Albuquerque Press Club, historic building’s future in jeopardy

Business

ALBUQUERQUE, N.M. (KRQE) – An Albuquerque social club is at a financial crossroads because of the pandemic and now it may lose the historic building it operates out of. The historic Whittlesey House is currently owned by the Albuquerque Press Club, a private social club geared towards professionals in press and communication roles. But it operates out of the historic building with a bar license.
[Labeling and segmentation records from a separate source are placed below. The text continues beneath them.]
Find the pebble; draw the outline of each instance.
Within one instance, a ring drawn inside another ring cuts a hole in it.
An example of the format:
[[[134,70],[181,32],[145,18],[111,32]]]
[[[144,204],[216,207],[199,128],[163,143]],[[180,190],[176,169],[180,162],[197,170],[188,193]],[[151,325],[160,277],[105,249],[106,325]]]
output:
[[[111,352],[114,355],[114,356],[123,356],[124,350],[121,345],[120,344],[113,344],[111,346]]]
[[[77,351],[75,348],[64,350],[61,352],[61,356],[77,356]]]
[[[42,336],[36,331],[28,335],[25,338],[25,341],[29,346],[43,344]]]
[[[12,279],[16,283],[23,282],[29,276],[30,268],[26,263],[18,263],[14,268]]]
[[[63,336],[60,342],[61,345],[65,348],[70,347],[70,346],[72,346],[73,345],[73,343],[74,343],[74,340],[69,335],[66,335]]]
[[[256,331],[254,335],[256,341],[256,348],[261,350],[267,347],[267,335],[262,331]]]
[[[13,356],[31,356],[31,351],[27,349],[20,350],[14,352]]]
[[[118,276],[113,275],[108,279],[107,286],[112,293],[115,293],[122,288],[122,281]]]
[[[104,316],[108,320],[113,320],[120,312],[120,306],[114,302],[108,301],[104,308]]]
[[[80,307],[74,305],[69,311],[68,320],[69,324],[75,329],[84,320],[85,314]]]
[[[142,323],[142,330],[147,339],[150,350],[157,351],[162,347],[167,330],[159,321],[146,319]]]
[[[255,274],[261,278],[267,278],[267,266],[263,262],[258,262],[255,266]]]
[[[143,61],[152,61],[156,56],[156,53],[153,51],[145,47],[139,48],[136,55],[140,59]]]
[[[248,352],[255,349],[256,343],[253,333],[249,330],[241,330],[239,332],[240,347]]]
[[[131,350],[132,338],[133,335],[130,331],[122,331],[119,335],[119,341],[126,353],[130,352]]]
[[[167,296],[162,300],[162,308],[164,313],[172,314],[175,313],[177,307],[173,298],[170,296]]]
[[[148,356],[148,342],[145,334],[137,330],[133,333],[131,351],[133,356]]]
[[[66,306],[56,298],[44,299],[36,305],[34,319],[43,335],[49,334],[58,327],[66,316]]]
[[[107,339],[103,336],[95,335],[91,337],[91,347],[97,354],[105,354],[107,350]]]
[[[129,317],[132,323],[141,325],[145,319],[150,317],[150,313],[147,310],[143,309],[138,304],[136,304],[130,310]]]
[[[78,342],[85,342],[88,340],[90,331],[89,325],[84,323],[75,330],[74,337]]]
“So, there is no differentiation between a place that is a bar for profit and that’s what their business model is and us as a private members club which really is not here for the bar aspect but for the members itself. But since our business license classifies us as a bar, we’re lumped into that same aspect,” William Fitzpatrick, Board Director for the Albuquerque Press Club, said. That means under state’s orders, it’s had to stay closed throughout the entire pandemic.
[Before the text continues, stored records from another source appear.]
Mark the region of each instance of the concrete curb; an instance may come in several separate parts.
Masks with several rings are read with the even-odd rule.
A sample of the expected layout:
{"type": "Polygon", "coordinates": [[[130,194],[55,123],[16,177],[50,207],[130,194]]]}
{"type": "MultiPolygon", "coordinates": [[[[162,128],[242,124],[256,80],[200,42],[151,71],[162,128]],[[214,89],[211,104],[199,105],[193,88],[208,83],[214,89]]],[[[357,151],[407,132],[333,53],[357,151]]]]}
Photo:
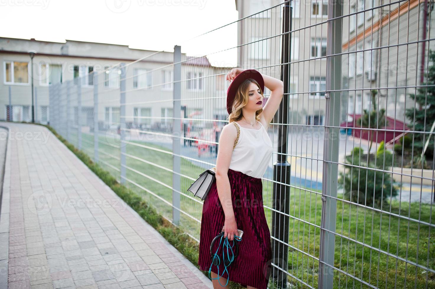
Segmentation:
{"type": "MultiPolygon", "coordinates": [[[[7,133],[5,141],[0,140],[0,143],[6,144],[5,154],[0,152],[0,165],[3,167],[3,186],[0,194],[0,289],[7,289],[8,286],[9,259],[9,205],[10,198],[10,149],[9,138],[9,128],[0,125],[6,130],[7,133]],[[1,163],[3,161],[3,163],[1,163]]],[[[1,182],[0,182],[1,183],[1,182]]]]}

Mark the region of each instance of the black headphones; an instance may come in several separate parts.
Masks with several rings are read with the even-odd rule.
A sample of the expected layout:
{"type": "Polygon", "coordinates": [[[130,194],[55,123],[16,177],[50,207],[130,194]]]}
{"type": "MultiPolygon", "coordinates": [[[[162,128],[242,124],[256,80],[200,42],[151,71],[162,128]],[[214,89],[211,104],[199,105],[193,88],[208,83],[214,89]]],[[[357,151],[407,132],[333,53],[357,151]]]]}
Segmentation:
{"type": "MultiPolygon", "coordinates": [[[[219,263],[218,263],[218,262],[220,263],[220,262],[219,261],[219,259],[218,258],[216,258],[216,257],[218,256],[217,255],[215,255],[216,252],[215,251],[214,252],[213,252],[212,251],[212,250],[213,249],[213,244],[214,244],[214,242],[215,241],[216,241],[216,240],[224,236],[224,233],[225,232],[221,232],[221,233],[220,233],[219,235],[218,235],[214,238],[213,238],[213,240],[211,241],[211,243],[210,244],[210,257],[211,258],[211,262],[213,262],[213,265],[214,265],[215,266],[217,266],[218,265],[219,265],[219,263]]],[[[235,260],[236,257],[237,257],[238,254],[239,252],[239,242],[237,240],[233,239],[233,243],[234,244],[234,245],[233,246],[232,248],[234,249],[233,251],[234,254],[234,260],[235,260]],[[234,247],[235,248],[234,248],[234,247]]],[[[228,258],[229,258],[230,257],[230,256],[227,256],[227,257],[228,258]]],[[[232,256],[231,256],[231,257],[232,257],[232,256]]],[[[224,265],[225,265],[226,267],[228,267],[228,266],[229,266],[231,264],[231,261],[229,259],[224,260],[223,262],[224,262],[224,265]],[[228,265],[227,265],[227,264],[228,265]]]]}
“We’ve been holding on, we’ve been paying the bills, we’ve been keeping the lights on, with literally nobody home,” Fitzpatrick said. But the club is not sure how much longer it can keep that up. Over the pandemic, it’s lost about half its membership. It is now down to 177 members. Between reduced dues and the closed facility, the club is in jeopardy of losing its historic building.

“November is probably going to be the endpoint…if nothing changes,” Fitzpatrick said. It’s a tough pill to swallow for its members who have enjoyed the more than 100-year-old building for so long.

“It’s, I think, devastating for everybody who puts a lot of time and effort into this place. I think everybody’s holding their breath to see where it goes. But unfortunately, we haven’t gotten much direction,” he said.

The club said finding loans it qualifies for is difficult due to its designation as a  501(c)(7). The club said it has asked the state for exemptions but hasn’t gotten a response. Fitzpatrick said even if Bernalillo County moved to green and it’s able to open for outdoor service, he said it would be tough to catch up financially.

“This establishment was never made to have an outside serving area or anything like that. So now our bar staff, who’s usually one person who’s working there at one time bar manager or bartender, they now have to leave the bar, serve people outside, because people aren’t supposed to move around, they can’t come up to the bar,” he said. “So, that causes a huge logistical aspect and that’s also a financial strain because bring on additional staff to be able to facilitate those things.”

Fitzpatrick said the club has been able to stay afloat thanks to the membership dues it still does receive and a few donations made to them during the pandemic.